Kallithea Setup Docs
Mads Kiilerich
mads at kiilerich.com
Mon Dec 12 23:18:02 UTC 2022
Hi David
To get more precise communication and avoid further confusion, please
edit and repost the message after clarifying:
* when saying "uwsgi", make it clear if referring to the uWSGI software
in general, or the uwsgi protocol
* only say "uwsgi server" when referring to the uWSGI software in
general, not necessarily serving the uwsgi protocol
* say something like "uwsgi protocol server" if the point is the
protocol and not the software
* (the current Kallithea uWSGI "support" is best described as "uwsgi
http server")
/Mads
On 12/12/2022 19:00, David Griffin wrote:
> Hi Mads,
>
> I think there may be some misconceptions about uwsgi. uwsgi appears to
> be designed as something more akin to a runtime for uwsgi
> applications, which then interacts with a compatible webserver. If you
> were hosting multiple uwsgi applications, then it would normally be
> preferable to have each one be hosted on its own uwsgi server. The
> webserver then redirects to each of the uwsgi application servers as
> required. Therefore I don't agree that Kallithea could not supply a
> useful uwsgi server configuration file, because the configuration file
> only has to describe how to run Kallithea. If someone wants to run
> multiple uwsgi applications, they should most likely be running
> multiple uwsgi servers (even if those servers are just running on
> different sockets of the same machine) - if they don't, they're giving
> up a lot uwsgi's scalable design choices. Similarly, given uwsgi's
> nature as something like a runtime, I'd argue that running a uwsgi
> server is quite a lot simpler than some of the instructions you have
> on your setup page because Kallithea can offload all the interfacing
> to the actual webserver to uwsgi, regardless of exactly what that
> server is.
>
> Therefore, taking into account what you've said, as well as my own
> research into the topic, I think my specific proposed change would be
> to change the "preferred" method to run Kallithea behind another
> webserver to be via uwsgi. This has a bunch of positives for
> maintaining Kallithea:
>
> 1) It follows best practice for deploying uwsgi apps. Your docs have
> an example of running behind nginx with http forwarding, which is not
> an ideal way of running a uwsgi app.
> 2) It offloads the integration with web servers to the uwsgi project,
> meaning that if something changes upstream, Kallithea doesn't need to
> update its instructions / way of doing thigns. For example, for
> Apache, mod_uwsgi has fallen out of favour and mod_proxy_uwsgi seems
> to be preferred, or at least according to the uwsgi docs. (Note: this
> also means that Apache no longer has special instructions for running
> uwsgi applications)
> 3) Similar to the previous point, this would expand support to other
> web servers without needing any extra effort in Kallithea.

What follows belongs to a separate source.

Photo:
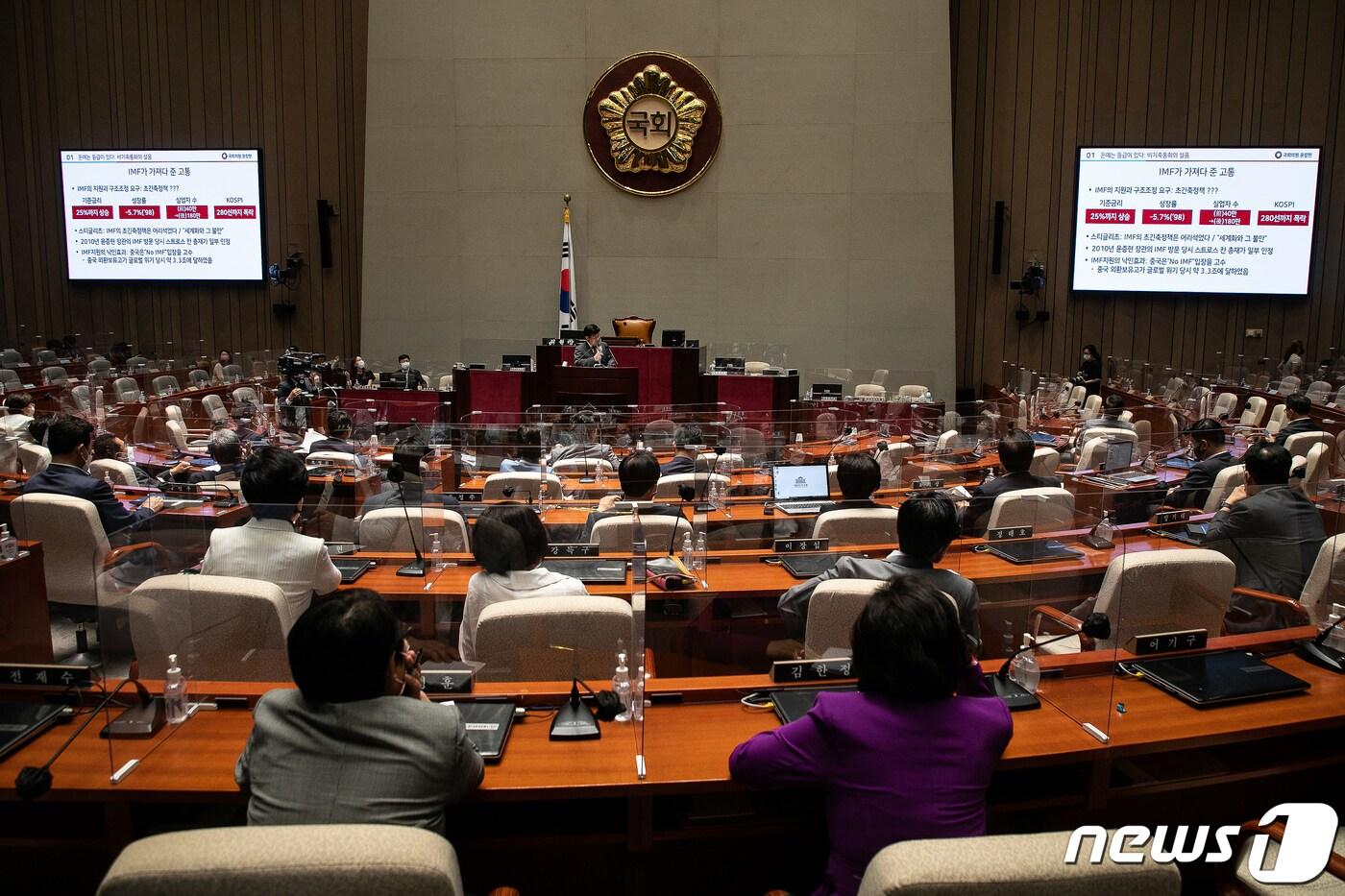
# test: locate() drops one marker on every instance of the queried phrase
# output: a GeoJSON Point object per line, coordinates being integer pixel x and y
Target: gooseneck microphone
{"type": "Point", "coordinates": [33, 781]}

> 4) Also similarly to 3, this would simplify the documentation -
> Kallithea would only need to document setting up the uwsgi app, and
> then point users to the uwsgi docs for integrating the uwsgi app with
> their preferred webserver. This would substantially reduce the size of
> the setup instructions, being able to remove all sections on specific
> servers (i.e. Apache, nginx), and thus reduce the maintenance burden.
> 5) This would address the potential confusion between uwsgi as an HTTP
> server and uwsgi as a uwsgi server by adding a simple note to the HTTP
> instructions that if the user wants to run behind an HTTP server, they
> should follow the uwsgi server instructions instead.
> 6) Potential to remove untested/unused templates from the codebase, as
> there would be a preferred method to replace them.
>
> Doing this would require mostly changes to the documentation, I think.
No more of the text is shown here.